John Moses Browning (January 23, 1855 - November 26, 1926), born in Ogden, Utah, was an American firearms designer who developed many varieties of military and civilian firearms, cartridges, and gun mechanisms, many of which are still in use around the world. He is arguably the most important figure in the development of modern automatic and semi-automatic firearms and is credited with 128 gun patents. He made his first firearm at age 13 in his father's gun shop, and was awarded his first patent on October 7, 1879 at the age of 24.

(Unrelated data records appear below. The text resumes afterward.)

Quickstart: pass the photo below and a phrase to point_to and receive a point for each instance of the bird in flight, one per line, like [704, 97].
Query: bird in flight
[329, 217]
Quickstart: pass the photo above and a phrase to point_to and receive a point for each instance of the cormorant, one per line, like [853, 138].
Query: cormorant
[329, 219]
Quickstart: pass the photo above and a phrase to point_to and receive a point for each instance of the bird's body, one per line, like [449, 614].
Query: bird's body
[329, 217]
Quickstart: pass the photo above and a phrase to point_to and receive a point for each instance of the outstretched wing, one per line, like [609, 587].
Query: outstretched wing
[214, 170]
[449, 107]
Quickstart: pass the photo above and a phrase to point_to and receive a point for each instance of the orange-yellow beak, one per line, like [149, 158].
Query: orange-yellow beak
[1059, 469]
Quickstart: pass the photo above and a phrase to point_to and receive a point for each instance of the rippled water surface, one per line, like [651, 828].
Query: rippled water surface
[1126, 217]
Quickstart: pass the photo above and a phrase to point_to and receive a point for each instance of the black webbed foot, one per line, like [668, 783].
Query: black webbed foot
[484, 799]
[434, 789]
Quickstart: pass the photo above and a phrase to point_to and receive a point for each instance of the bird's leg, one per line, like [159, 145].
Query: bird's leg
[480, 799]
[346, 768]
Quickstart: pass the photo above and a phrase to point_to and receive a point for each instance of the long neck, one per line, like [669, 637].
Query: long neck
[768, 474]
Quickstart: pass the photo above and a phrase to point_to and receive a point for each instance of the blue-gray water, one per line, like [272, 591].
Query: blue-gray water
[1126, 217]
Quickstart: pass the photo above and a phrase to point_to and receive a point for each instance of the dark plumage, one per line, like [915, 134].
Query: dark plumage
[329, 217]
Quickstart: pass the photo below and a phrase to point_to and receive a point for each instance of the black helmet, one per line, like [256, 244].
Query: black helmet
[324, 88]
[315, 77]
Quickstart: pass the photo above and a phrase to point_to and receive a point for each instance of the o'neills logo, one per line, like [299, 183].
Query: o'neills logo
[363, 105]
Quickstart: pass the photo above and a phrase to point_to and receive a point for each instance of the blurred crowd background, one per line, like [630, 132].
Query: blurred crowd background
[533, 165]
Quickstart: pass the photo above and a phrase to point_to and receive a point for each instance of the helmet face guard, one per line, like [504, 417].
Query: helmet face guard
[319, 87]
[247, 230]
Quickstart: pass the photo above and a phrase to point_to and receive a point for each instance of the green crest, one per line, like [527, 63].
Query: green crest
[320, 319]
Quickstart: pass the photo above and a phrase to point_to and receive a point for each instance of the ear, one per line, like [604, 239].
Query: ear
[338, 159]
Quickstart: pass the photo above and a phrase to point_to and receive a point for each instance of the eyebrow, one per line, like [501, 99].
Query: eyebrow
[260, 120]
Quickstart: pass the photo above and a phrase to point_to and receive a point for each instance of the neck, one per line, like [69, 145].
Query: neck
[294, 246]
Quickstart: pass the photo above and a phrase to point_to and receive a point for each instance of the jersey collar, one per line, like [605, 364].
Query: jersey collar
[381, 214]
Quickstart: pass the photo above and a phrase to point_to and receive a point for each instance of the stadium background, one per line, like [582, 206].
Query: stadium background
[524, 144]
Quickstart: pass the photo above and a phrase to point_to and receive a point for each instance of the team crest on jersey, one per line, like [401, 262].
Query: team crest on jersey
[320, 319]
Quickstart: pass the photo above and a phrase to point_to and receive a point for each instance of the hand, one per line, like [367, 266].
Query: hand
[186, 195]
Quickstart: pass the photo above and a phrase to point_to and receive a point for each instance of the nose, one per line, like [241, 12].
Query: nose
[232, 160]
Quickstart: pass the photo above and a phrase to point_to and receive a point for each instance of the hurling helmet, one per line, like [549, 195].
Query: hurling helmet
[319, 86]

Browning influenced nearly all categories of firearms design. He invented or made significant improvements to single-shot, lever-action, and slide-action, rifles and shotguns. His most significant contributions were arguably in the area of autoloading firearms. He developed the first autoloading pistols that were both reliable and compact by inventing the telescoping bolt, integrating the bolt and barrel shroud into what is known as the pistol slide. Browning's telescoping bolt design is now found on nearly every modern semi-automatic pistol, as well as several modern fully automatic weapons. He also developed the first gas-operated machine gun, the Colt-Browning Model 1895-a system that surpassed mechanical recoil operation to become the standard for most high-power self-loading firearm designs worldwide. Browning would also make significant contributions to automatic cannon development.
Browning's most successful designs include the M1911 pistol, the Browning Hi Power pistol, the Browning .50 caliber machine gun, the Browning Automatic Rifle, and the Browning Auto-5, a ground-breaking semi-automatic shotgun. These arms are nearly identical today to those assembled by Browning, with only minor changes in detail and cosmetics. Even today, John Browning's guns are still some of the most copied guns in the world.